Both two terms describe the condition of failing to repay the interest or the principal of the loan until the maturity. But these two terms have quite a different meaning. First, as the Yong-san case, default indicates the situation that the firm or individual, or even a nation fails to repay interests or principal of the debt in a due date. But this does not also mean bankruptcy since it is the court who decides to announce bankruptcy. This decision is based on the possibility of revival which depends on a potential of the defaulter to recover their business. When the firm announces default, it is possible for other creditors to ask for their repayment of money regardless of the maturity. Therefore, it is not easy for the firm to evade its bankruptcy after its default.
Then some of you might ask “Is there any solution for this kind of problem?”
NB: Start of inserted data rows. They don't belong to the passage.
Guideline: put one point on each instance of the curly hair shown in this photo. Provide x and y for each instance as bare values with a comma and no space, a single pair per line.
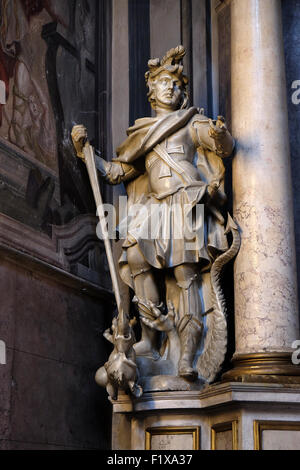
172,63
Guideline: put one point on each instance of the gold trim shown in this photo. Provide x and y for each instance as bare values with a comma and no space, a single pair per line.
260,426
222,427
270,366
194,430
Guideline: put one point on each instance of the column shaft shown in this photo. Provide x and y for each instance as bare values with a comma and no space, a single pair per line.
266,306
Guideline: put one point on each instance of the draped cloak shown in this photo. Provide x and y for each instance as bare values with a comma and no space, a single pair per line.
162,250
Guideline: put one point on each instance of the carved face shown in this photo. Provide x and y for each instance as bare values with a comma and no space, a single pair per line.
167,91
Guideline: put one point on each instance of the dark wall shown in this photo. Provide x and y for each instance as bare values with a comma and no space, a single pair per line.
56,298
291,30
53,336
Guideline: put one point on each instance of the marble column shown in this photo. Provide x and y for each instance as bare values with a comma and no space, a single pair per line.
266,305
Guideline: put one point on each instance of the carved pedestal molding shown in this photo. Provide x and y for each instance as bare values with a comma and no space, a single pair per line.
266,315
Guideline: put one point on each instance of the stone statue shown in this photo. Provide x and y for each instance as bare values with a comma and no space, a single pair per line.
173,170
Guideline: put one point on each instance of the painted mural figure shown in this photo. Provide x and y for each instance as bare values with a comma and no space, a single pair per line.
29,121
172,166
Though this situation is very hard to solve, there are two ways that the firm can do when they face default. The first way is to register for the program called workout just before its default. You might confuse this term with working out in the gym, and it is actually somewhat similar. The firm or individual who is in the verge of default, go through this program to be come financially healthy again. If the firm wants to register for the workout, 75 percent of the creditors should agree to do it. When they cannot reach the agreement, they can ask Corporate Restructuring Committee for mediation. As the program begins, support begins such as conversion from debt to investment, postpone of the repayment, and debt reduction. During the workout period, owner of the firm sometimes pressurized to invest one’s own money to the firm and there is a good possibility of changing the majority of shareholder due to the conversion to investment or reduction of capital.
When the firm fails to reach an agreement for its workout, the court decides whether to make this firm bankrupt or go into court receivership. If the court decides to go into court receivership, first it freezes the debt. It means the firm becomes free for repaying the debt and also means that the creditors cannot receive their borrowing. Then they choose CEO to run the company. Even if there is a disagreement between creditors, the court has legal power to do things by its will. With this program, firm will find way to recover their financial records and start its business again.
In Yong-san case, which I mentioned in the first, already defaulted and cannot have workout as an option. But it can still negotiate with its creditors and register for the court receivership. If the court sees possibility of Yong-san project to recover, it will decide to do the court receivership. So let’s see what happens.